By a wide margin, readers of this blog who responded to an unscientific survey expressed the belief that health care reform is far more likely to result in consumers moving from small group to individual medical coverage than the other way around (70% versus 13% with 17% stating reform would have no effect on whether people obtain individual or group health insurance). They majority may be right. but a new study indicates it’s too soon to bet too much of the farm on this prediction.
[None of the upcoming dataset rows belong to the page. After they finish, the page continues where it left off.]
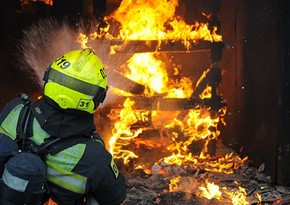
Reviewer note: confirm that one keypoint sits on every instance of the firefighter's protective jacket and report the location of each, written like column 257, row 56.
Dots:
column 84, row 168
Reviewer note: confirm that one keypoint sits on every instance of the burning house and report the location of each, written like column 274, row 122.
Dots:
column 196, row 112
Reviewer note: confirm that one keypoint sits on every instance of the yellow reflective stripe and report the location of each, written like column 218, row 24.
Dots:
column 66, row 179
column 4, row 131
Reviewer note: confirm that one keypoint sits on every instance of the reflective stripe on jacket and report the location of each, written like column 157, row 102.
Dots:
column 60, row 165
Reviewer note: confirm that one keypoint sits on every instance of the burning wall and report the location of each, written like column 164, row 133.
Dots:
column 163, row 113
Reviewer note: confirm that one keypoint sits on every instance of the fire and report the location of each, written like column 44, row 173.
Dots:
column 148, row 71
column 178, row 130
column 156, row 20
column 211, row 191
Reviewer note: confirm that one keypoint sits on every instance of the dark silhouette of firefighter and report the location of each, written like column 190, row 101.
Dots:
column 60, row 125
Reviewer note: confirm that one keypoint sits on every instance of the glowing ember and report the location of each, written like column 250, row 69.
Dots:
column 178, row 130
column 26, row 2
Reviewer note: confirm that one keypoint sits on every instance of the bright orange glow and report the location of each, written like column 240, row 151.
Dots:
column 48, row 2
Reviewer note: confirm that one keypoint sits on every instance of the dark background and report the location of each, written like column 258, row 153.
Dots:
column 256, row 69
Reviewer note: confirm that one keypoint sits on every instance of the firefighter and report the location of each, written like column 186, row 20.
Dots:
column 74, row 86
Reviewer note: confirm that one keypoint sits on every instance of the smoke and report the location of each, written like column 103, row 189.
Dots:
column 47, row 39
column 42, row 43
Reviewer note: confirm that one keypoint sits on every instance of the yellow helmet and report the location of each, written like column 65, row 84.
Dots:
column 76, row 80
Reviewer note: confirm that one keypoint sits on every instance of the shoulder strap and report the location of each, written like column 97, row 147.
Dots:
column 24, row 123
Using sophisticated modeling techniques, researchers at the RAND Corporation are predicting that the Patient Protection and Affordable Care Act will “result in a large net increase in employer-sponsored insurance offers.” The findings, published in the New England Journal of Medicine, are based on modeling using “RAND’s Comprehensive Assessment of Reform Efforts (COMPARE) microsimulation model.” Which is a fancy way of saying the researchers used a nifty tool that predicts the future by making informed assumptions on the probable impact of things like the establishment of exchanges, individual subsidies, employer penalties for failing to offer coverage, expansion of Medicaid, availability of spouse’s coverage, existing incentives for employers to offer coverage and other factors in a really sophisticated way. (The folks at Medpage Today offer a useful description of the RAND study predictions).
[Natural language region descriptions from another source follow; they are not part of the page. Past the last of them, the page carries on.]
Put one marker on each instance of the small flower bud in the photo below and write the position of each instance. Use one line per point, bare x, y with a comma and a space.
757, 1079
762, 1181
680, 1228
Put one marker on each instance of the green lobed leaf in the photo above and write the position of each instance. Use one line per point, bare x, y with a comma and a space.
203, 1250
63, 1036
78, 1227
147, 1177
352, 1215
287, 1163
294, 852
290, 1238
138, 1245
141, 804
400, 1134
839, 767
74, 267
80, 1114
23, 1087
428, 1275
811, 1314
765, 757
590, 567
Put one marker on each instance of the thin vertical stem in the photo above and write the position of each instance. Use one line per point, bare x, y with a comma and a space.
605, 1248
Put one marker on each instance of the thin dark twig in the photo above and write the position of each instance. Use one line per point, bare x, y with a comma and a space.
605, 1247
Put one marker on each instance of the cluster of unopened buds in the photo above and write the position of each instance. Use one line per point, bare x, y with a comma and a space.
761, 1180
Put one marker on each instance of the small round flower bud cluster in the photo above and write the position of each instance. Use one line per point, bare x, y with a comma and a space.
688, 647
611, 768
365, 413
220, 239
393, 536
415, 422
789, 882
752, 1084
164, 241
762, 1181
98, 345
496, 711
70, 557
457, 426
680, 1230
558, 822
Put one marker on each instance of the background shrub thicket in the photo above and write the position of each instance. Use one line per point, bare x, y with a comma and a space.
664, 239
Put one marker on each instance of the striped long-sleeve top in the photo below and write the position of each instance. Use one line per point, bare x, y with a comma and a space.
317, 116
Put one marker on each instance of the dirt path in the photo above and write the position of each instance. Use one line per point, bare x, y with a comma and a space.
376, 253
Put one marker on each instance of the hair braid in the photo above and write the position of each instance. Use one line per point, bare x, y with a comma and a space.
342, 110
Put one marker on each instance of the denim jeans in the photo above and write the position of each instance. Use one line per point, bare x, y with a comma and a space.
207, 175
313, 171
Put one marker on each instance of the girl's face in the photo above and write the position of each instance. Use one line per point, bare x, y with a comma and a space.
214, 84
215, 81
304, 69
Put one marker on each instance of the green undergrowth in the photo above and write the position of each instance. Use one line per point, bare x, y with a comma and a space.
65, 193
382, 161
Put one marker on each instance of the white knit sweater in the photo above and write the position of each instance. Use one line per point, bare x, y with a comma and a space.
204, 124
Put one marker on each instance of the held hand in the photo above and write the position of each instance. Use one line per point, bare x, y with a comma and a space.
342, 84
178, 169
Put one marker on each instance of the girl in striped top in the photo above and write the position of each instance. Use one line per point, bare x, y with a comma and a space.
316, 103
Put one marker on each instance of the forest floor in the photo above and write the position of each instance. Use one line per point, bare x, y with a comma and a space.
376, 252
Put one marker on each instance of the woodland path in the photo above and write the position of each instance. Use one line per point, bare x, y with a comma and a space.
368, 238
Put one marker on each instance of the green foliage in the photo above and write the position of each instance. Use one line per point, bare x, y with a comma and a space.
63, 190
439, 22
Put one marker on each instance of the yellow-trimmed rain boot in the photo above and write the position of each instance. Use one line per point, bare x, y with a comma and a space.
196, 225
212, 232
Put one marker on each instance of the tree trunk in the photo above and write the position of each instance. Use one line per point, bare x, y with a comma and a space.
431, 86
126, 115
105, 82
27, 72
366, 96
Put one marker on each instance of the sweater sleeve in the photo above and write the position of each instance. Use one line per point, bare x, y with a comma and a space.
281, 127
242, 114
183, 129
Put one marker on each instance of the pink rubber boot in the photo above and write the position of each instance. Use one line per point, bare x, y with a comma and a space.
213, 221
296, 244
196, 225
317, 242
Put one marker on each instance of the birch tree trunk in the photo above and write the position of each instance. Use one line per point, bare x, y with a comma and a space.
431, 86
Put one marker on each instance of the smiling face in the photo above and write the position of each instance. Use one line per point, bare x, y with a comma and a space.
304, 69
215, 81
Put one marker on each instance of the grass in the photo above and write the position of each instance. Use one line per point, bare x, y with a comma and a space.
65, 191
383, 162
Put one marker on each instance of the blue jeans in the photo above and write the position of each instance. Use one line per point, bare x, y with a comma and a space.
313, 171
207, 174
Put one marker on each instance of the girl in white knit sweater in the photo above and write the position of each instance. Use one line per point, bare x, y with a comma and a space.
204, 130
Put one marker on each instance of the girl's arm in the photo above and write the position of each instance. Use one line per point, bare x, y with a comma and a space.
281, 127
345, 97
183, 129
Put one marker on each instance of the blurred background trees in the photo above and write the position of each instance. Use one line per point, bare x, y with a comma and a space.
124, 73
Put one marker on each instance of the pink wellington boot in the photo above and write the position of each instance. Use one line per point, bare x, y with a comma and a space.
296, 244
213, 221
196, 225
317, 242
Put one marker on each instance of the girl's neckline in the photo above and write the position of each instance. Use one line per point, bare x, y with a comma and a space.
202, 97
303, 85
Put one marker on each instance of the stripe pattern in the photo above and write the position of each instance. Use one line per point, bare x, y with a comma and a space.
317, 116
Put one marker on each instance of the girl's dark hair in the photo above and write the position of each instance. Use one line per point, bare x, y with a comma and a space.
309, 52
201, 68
The researchers (Christine Eibner, Ph.D., Peter S. Hussey, Ph.D., and Federico Girosi, Ph.D.) project the number of Americans obtaining coverage through their employers will increase from 115.1 million to nearly 129 million. Significantly, they predict that “the probability of being offered coverage increases proportionately more for workers at small firms than for large firms” – a surprising result given that small firms are not subject to the PPACA’s penalties imposed on employers failing to offer health insurance to their workers. Of the 13.6 million additional workers who they project will be offered coverage as a result of the new health care reform law, 10.4 are expected to be employed by small businesses (less than 100 employees).
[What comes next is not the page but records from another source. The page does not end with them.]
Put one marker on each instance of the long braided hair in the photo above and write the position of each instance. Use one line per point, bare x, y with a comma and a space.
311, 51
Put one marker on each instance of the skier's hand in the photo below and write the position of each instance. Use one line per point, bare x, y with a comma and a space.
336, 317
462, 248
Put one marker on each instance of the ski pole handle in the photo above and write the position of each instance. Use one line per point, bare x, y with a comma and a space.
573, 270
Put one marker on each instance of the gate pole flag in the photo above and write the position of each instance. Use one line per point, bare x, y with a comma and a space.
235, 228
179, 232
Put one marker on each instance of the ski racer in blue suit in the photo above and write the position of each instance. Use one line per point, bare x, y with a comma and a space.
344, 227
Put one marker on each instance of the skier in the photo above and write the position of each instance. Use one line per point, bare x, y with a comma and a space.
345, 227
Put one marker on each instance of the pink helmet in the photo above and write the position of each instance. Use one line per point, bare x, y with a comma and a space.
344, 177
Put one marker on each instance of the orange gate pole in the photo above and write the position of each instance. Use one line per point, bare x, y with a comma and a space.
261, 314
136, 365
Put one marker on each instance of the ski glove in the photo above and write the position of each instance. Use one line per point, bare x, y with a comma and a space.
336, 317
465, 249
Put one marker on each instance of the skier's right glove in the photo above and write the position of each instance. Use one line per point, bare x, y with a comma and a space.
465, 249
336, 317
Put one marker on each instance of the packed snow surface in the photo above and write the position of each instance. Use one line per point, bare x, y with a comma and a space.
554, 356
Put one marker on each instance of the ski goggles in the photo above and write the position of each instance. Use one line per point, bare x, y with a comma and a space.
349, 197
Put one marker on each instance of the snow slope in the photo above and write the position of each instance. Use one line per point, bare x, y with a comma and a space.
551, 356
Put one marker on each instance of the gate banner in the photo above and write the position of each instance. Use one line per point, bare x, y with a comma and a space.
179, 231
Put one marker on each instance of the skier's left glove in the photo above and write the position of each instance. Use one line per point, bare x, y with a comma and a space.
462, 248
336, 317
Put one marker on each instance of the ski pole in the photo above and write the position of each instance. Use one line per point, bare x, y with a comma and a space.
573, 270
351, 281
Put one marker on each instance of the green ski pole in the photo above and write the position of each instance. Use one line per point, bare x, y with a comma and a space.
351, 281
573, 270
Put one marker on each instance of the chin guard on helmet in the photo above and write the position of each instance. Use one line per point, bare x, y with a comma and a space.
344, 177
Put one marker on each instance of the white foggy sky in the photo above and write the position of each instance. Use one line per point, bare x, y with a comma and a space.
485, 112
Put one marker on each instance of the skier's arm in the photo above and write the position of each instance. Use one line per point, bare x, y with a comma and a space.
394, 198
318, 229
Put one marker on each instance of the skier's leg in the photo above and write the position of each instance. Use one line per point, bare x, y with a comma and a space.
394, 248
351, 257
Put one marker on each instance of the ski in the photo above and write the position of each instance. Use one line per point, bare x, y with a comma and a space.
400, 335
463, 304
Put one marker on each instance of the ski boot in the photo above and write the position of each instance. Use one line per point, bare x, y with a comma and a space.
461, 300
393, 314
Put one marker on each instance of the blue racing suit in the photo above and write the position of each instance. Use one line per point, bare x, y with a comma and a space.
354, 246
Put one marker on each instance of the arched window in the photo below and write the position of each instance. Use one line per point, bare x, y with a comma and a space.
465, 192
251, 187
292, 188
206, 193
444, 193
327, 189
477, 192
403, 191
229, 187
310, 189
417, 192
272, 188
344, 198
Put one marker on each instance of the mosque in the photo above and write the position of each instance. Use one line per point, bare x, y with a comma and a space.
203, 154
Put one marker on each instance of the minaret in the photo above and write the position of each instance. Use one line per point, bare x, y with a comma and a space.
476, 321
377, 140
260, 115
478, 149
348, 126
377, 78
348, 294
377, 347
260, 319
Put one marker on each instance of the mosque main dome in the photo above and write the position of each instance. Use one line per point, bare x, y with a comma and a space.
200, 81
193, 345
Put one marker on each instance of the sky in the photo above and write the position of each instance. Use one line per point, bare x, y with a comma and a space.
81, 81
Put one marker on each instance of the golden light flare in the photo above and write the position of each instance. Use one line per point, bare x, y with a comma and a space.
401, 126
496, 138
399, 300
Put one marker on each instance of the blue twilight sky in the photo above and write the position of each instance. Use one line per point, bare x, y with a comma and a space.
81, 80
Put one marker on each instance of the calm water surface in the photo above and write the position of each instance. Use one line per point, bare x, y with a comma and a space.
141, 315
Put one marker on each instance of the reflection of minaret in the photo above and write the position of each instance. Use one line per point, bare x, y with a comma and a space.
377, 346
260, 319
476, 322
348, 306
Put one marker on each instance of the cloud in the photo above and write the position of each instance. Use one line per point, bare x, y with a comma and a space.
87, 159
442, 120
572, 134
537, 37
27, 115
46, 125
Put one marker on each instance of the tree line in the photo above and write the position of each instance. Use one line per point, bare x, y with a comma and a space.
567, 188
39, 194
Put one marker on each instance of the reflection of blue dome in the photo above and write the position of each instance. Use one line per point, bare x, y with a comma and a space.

Driving this influx of small business employees into the group market are are “increased demand for coverage by workers due to individual penalties for being uninsured and the availability of new, often lower-cost insurance options.” These lower cost plans are expected to be offered through the exchange and result from administrative savings these new arrangements are expected to provide.
Assuming exchanges will be able to provide coverage at a lower price point than equivalent plans sold in the open market is a big assumption. Based on the experience of purchasing pools in California and other states during the 1990s, this may be an unrealistic expectation. But the outcome of the model used by the RAND researchers is still worth considering.
The truth is we won’t know whether consumers move from group to individual coverage or migrate in the other direction until the reforms are more fully implemented and consumers, employers, lawmakers, carriers and others make meaningful decisions. Predictions are nice, but it’s reality that pays the bills.
In the meantime, however, all we can do is guess. And the RAND Corporation study offers projections that, while they should not be taken as a certainty, are certainly educated guesses.